Hello and welcome back to the blog!
Today I am writing an exciting post all about my new share horse- Echo. I have been so lucky to be able to find her and I already feel so much more like myself now that I am riding again. I am still trying to get into a riding routine and it is still much less than I would like to be riding but it is a start.
Echo is an 8 year old, chestnut, thoroughbred mare. I was definitely slightly concerned when her owner matched me up with her because I’m more of a gelding gal and a chestnut mare is like a whole sub-category of mare.

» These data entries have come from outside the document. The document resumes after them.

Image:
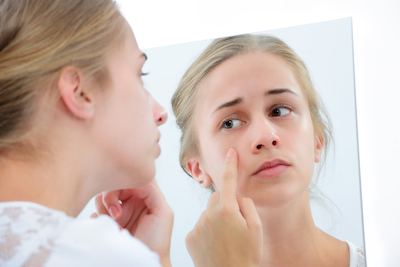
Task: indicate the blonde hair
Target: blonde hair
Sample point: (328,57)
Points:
(184,99)
(38,38)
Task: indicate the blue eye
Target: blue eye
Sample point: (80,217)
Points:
(278,112)
(229,124)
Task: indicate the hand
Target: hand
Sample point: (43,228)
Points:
(229,231)
(144,212)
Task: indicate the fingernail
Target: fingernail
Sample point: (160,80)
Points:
(231,152)
(113,211)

She has quite a sad story- she was owned by a person who did not look after their horses and she had been tied down from her bit by bailing twine at a young age. This has impacted her since. Her now (lovely) owner, bought her, her mum and her dad all on the same day (of course we all know, horses are like chocolates, you can’t have just one!). I thought it was so cute that she bought all three of them, and they have never been apart since. While I thought this was nice, I was also worried for Echo’s independence, especially because she is very close with her mum (Honey).
Echo has quite small eyes, which from my studies of reading a horses face, I know this means that she is a slow learner and easily confused. Don’t get me wrong, she is still clever, she just takes time to work through her worry. She is also quite sensitive too. She does have quite large and undefined ears and a lovely square muzzle which makes her dependable. So, for me, my initial understanding was that she will be a dependable horse but she has to trust you and you have to take it slowly with her.

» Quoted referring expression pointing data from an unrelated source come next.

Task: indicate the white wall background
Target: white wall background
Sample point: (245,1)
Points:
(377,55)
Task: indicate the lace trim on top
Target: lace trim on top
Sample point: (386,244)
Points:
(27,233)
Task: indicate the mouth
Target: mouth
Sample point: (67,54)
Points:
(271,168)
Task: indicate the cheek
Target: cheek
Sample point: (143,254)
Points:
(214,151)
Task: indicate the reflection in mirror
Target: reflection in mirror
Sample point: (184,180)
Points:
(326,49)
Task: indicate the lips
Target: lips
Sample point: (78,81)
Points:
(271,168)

I rode Echo for the first time one evening and she was quite tense, especially in trot. She seemed very unsure of me and thought I was going to pull on her mouth. She has developed a bit of a fear of being pulled which is completely understandable given her history. She did settle down more but not to the point where I felt she was comfortable with me.
Fast forward to the second ride and my main focus was on encouraging as much relaxation as possible and to let her learn that I won’t hurt her or ask her to do anything she is not able to do. We definitely achieved this goal. For the first five minutes, Echo was pretty forward and she shouted on her mum a few times but as we started working, she settled down and was working beautifully long and low. By the end of the ride, I was walking and trotting around with my reins at the buckle and we were both super relaxed. Her owner has definitely put a lot of work into her as she is very responsive to subtle aids.

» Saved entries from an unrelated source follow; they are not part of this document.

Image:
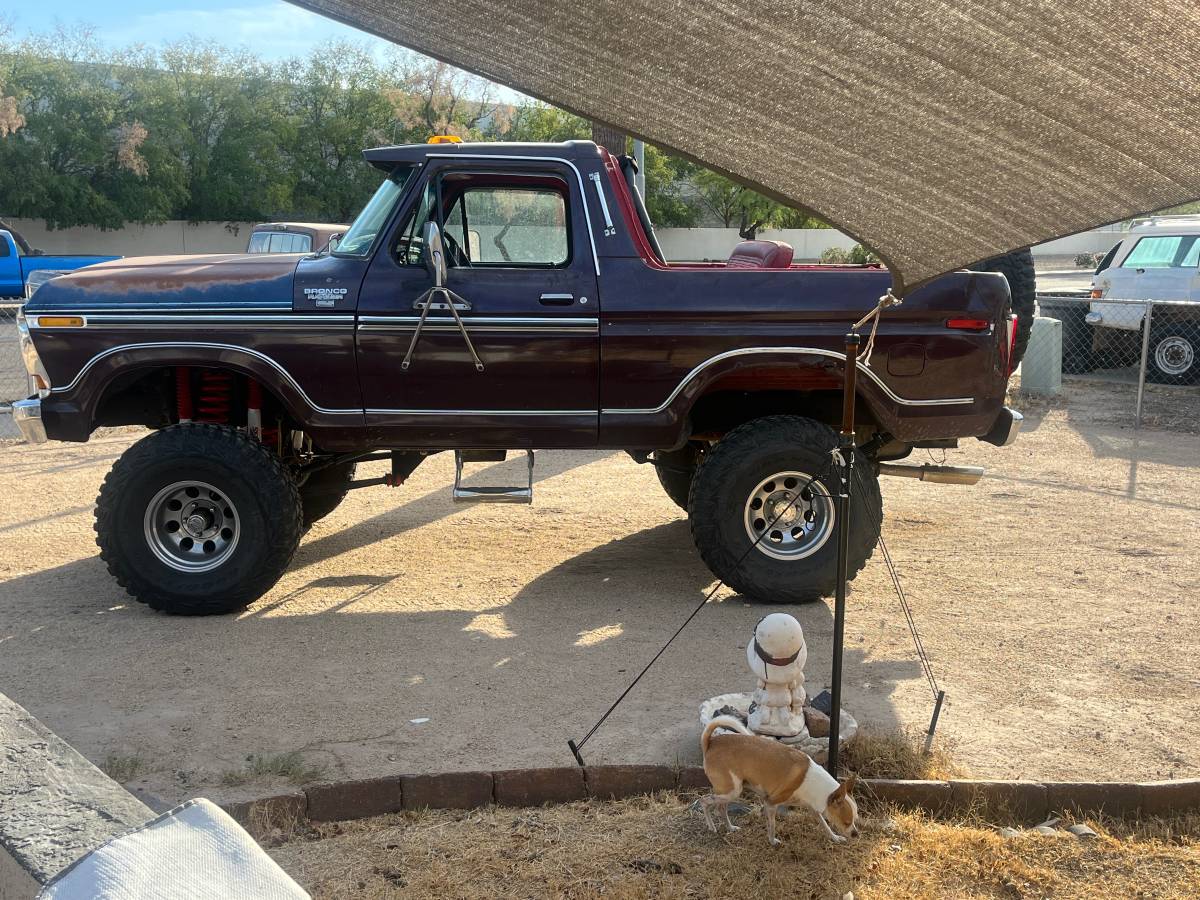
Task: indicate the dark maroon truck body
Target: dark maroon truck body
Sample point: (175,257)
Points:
(611,348)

I feel like we reached an understanding on this ride and I felt like I could trust her more too, even on the ground. When we were catching her she did a great big buck and did not want to be caught which made me wary of her, but in actual fact she is a complete sweetheart (though a brat to catch at times her owner says!). I do hope she will start to catch better once we get to know each other more.
I’m really looking forward to working with her more. We don’t really have any major goals because I know that I will be looking for a new horse in the coming months, but I will be happy if we are both enjoying ourselves and if we can be working nicely in the meantime.
So that’s my little update on Echo, I hope to post more about her and other topics in the coming weeks.